有料電話サービスを使った商売が調子が良いと聞くが、いかがわしい商売をして、莫大な利益を上げているとも聞く。

しかも、そこに従事しているバイトや派遣の女の子は、望んでその仕事をしているわけではない。時に恫喝されながら、安くこき使われているのだ。

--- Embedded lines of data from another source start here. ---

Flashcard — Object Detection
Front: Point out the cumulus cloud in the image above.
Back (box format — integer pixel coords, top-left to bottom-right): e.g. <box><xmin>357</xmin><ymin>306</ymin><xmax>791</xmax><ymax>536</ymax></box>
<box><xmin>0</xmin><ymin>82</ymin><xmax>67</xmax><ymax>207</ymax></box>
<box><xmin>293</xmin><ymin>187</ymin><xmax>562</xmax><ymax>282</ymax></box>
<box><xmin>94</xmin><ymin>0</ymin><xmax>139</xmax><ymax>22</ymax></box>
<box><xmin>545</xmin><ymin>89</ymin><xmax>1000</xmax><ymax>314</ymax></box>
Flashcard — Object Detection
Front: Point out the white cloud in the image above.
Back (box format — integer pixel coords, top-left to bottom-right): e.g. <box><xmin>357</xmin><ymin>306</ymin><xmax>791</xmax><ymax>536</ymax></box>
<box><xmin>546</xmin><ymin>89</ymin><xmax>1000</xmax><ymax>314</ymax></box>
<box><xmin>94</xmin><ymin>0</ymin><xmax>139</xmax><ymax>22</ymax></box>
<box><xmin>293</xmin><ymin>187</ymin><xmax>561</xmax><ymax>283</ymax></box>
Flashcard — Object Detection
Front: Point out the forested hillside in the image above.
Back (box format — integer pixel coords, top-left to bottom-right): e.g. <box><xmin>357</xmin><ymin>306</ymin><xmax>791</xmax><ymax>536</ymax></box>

この商売を手掛けてから、父のワンマンぶりに拍車がかかった。

金の魔力に取り憑かれてしまったのだ。



父に苦言を呈したこともあるが、軽くあしらわれてしまった。


「豪太郎、組織は一つの大きな生き物だ。

指先程度の社員はもちろん、ダメになったら生え変わる程度の、髪の毛先のことまで、お前が考える必要はない」


「でも父さん!」


「豪太郎、おまえはウチの二代目だ。

もっと大きなことを考えろ!

金を持ってない、何も考えてないアホどもは、使い捨てなんだよ。

いや、使い捨てられていることすら、気が付いてないかもしれん。

使ってもらえるだけ、感謝して欲しいものだ。

そんな奴ら、気にするだけ時間の無駄だ。

生み出された金のことだけ考えろ、それがお前の責務だ」


と言われては、その金の恩恵を、思いっきり全身で享受している豪太郎には、何も言えない。


悶々と悩む日々である。



そしてもう一つ、大きな悩みがあった。


たまたま同じ講義で見かけた、女子のことである。

コロコロと笑う、麗しい笑顔に、一瞬で恋に落ちた。


サークルの仲間から、国際交流学部の曽良岡 妙子、という2年であることを突き止めた。

どうやら、文系のサークルに出入りしているらしい。


寝ても醒めても、あの笑顔が脳裏から離れない。

こんなことは初めてだ。


思い切って告白してみた。

自分から告白したのは初めてだったので、うまく出来たかどうかもわからない。


困ったように微笑んだ彼女は、


「ごめんなさい、好きな人がいるんです」


と言って、可愛く頭を下げた。

頭がクラクラするような、良い匂いがした。

何故か全くショックを受けた気がしなくて、呆然として去っていく彼女を見送った。



断られたというのに、思いは募る一方である。

あんな破壊力のある女子に好かれて、付き合わない男がいるなど、信じられることではない。

断じてない。

……などと、見当外れな怒りすら湧いてくる始末。



過去、曽良岡 妙子に告白した男は、100%撃沈している。

そして、みな一様に、もっと好きになる。

悪い言い方をすれば、より狂信的なファンになる、という、妙子本人が全く望まない悪循環に陥るのである。



そう、河内 豪太郎は、自らに敷かれたレールを、どこか諦めを持って、どこか自嘲を込めて歩いてはいるが、性根までは腐っていない好青年なのだ。

そしてまた、血気盛んな若者なのであった。